Im Aufsatz von Joanna Nowotny wird die Funktion der vielen Tierfiguren, -vergleiche und -bilder in Adelheid Duvanels Text- und Bildwerk untersucht. Wie Nowotny darlegt, kann man drei verschiedene Facetten von Duvanels Schreiben von und mit Tieren unterscheiden: Zuerst stehen die Fabel-Variationen zur Debatte, die Duvanel in den frühen Sechzigern publizierte. In ihnen macht sie die fundamentale Fremdheit zwischen Lebewesen zum Thema, auch und gerade dann, wenn Tiere auf einer formalen und einer inhaltlichen Ebene vermenschlicht werden. Zweitens entwickelt Duvanel anhand von Haustieren positive Visionen eines Umgangs mit Alterität – ironischerweise werden die ‚schrägen Vögel’ dieser Texte menschlicher behandelt als Duvanels menschliche Figuren, die nicht der Norm entsprechen. Hier geht Nowotny auf die noch kaum bekannten Tierkolumnen ein, die Duvanel in den siebziger Jahren für die Basler Zeitung „Doppelstab” verfasste. Weiterhin analysiert Nowotny, wie Duvanel auf der Bild- und Vergleichsebene Menschen, Tiere und Naturkräfte vermengt, mit zentralen Weiterungen für die Erzähl- und Darstellungsperspektive sowie für den Handlungsspielraum der Figuren im Werk. Aus der Auflösung von Grenzen – zwischen Lebewesen, Lebewesen und Objekten, Menschen und Tieren, Naturkräften und Tieren – resultiert die ontologische Verunsicherung, durch die Duvanels Figuren und Texte geprägt sind.

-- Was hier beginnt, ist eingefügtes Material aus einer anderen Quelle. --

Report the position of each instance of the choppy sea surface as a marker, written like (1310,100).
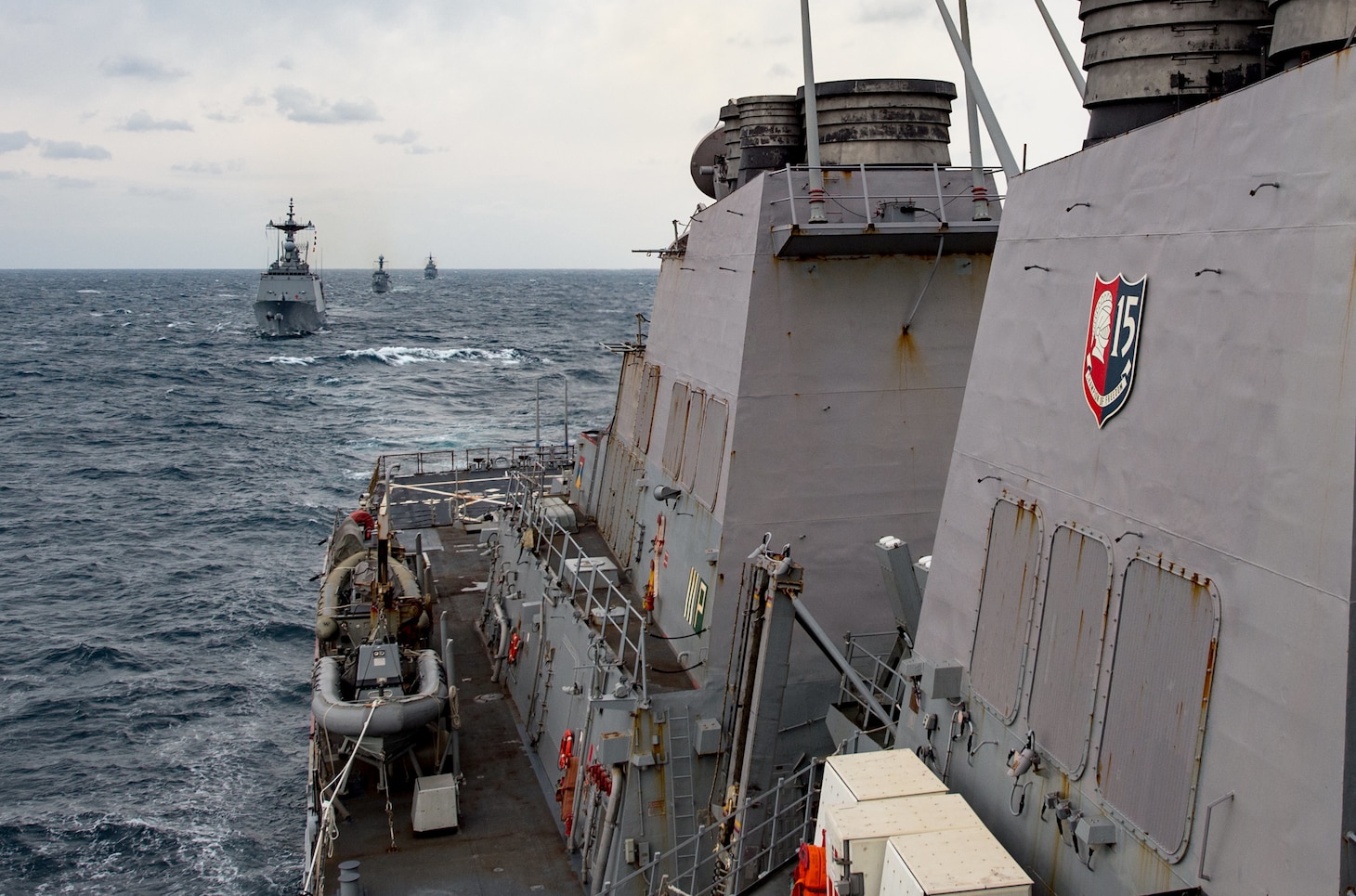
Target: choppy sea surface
(167,477)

In Ulrich Webers Analyse der Rolle der Vögel im Werk des Schriftstellers und Psychiaters Walter Vogt unter Einbezug des Nachlasses im Schweizerischen Literaturarchiv wird die Beziehung zwischen persönlichem Interesse und literarischer Praxis beleuchtet. Vogts Werke sind bekanntlich stark von seinen biografischen Erfahrungen als Röntgenarzt und Psychiater geprägt, doch spiegeln sie ebenfalls sein lebenslanges Interesse an der Ornithologie wider. Weber führt Vogts anfängliche Beobachtungen von Vögeln in der Kindheit und seine beachtenswerten ornithologischen Publikationen in der Jugend aus und verfolgt anschließend die Frage, wie sich diese Kenntnisse im literarischen Werk ausdrücken und welche literarische Funktion sie übernehmen.

Ein zentrales Anliegen Vogts beim Einbezug von Vögeln in sein Werk scheint die kritische Auseinandersetzung mit dem menschlichen Verhältnis zur Natur, insbesondere der Bedrohung durch Pestizide und den allgemeinen Zivilisationsdruck. Besonders hervorzuheben sind etwa die satirischen Elemente, die Vogt in Geschichten wie Diät und Ornizid verwendet, um den kurzsichtigen und zerstörerischen Umgang mit Umweltgiften anzuprangern. Daneben thematisiert Webers Untersuchung die Verbindung von Wissen und Wahn in Vogts Texten wie Der Vogel auf dem Tisch und Die roten Tiere von Tsavo, wobei der vordergründig kranke psychische Zustand der Protagonisten im Zeichen der ‚Dialektik der Aufklärung’ einer Spiegelung von Wissen und Wahn Raum gibt.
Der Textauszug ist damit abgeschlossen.